Given the future-minded seriousness of some time capsules (the Westinghouse capsule included a letter to the future from Einstein), the Nickelodeon time capsule buried at Universal Studios in 1992 is refreshingly different. The contents of the capsule were nominated by children, and aimed to represent objects of significance to children. Perhaps surprisingly, alongside a Nintendo Gameboy, Rollerblades and a Home Alone video, a number of books were placed in the capsule including an atlas, a history book and a volume on endangered species (Crezo 2012). The capsule is scheduled for opening in 2042.

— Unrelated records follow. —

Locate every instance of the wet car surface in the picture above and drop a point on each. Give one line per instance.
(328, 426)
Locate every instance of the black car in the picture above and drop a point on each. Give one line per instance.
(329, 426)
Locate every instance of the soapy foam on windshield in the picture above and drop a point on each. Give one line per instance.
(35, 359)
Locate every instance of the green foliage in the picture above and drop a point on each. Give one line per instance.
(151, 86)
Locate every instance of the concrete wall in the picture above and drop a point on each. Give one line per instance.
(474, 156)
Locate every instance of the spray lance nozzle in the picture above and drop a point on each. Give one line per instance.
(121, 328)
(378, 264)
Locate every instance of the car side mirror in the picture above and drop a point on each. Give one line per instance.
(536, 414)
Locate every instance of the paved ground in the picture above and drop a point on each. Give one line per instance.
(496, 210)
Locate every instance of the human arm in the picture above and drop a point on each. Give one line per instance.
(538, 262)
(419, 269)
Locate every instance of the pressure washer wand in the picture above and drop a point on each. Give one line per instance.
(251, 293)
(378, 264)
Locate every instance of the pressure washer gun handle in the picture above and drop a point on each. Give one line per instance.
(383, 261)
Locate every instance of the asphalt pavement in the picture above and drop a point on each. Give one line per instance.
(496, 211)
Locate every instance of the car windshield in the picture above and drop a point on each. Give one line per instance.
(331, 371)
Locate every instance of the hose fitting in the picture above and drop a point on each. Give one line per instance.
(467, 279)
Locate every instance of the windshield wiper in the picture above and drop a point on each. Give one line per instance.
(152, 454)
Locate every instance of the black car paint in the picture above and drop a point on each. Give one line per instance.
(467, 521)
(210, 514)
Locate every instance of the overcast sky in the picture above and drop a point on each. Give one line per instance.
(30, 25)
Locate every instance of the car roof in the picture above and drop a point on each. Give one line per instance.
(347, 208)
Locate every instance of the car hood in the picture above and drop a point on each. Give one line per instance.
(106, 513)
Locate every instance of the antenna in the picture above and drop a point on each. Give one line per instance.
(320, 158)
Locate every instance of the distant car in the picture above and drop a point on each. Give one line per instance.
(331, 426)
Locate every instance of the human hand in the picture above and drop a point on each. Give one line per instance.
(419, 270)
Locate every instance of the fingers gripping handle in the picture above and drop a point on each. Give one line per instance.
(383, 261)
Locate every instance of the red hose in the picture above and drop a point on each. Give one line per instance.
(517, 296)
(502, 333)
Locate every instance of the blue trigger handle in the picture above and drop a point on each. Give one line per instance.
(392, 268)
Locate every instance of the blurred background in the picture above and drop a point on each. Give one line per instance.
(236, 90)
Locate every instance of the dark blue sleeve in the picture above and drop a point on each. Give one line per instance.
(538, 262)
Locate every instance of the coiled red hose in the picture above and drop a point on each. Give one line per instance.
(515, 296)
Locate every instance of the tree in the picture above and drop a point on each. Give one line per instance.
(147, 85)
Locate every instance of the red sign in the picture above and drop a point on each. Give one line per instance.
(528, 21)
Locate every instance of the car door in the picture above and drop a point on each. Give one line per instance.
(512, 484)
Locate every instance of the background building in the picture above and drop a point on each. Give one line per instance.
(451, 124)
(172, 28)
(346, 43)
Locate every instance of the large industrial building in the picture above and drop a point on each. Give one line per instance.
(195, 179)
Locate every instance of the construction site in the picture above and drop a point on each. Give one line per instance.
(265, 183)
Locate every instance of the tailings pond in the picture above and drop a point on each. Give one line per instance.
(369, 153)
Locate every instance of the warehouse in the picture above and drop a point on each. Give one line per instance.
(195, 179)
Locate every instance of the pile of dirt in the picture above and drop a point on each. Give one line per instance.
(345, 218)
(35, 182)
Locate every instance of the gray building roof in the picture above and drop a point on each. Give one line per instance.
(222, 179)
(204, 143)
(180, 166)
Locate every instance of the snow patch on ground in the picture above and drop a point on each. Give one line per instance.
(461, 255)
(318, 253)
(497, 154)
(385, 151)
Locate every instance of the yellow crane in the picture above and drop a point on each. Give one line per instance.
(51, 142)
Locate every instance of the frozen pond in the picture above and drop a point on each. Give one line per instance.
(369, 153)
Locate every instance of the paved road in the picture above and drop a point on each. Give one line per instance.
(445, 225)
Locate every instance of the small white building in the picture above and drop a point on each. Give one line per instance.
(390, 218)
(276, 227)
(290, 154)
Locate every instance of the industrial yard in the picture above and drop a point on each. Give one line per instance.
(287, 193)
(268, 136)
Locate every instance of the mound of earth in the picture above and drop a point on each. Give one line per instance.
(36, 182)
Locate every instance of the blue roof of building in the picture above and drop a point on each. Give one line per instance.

With a few exceptions the books buried inside time capsules are meant to convey the values and achievements of the cultures that buried them. The relative abundance of encyclopaedias amongst the buried books suggests an archival aspect as well: the collected knowledge of a civilization buried for safekeeping as a gift to people of the future.

References

Crezo, A. 2012. Every item inside the time capsule Nickelodeon buried in 1992.

Jarvis, W.E. 2003. Time Capsules: A Cultural History. London: McFarland & Company.

Oglethorpe University. 2013. Inventory of the Crypt of Civilization.

Shrock, R.R. 1982. Geology at MIT, 1865-1965: a history of the first hundred years of Geology at Massachusetts Institute of Technology. Volume II: departmental operations and products. Cambridge, MA: MIT.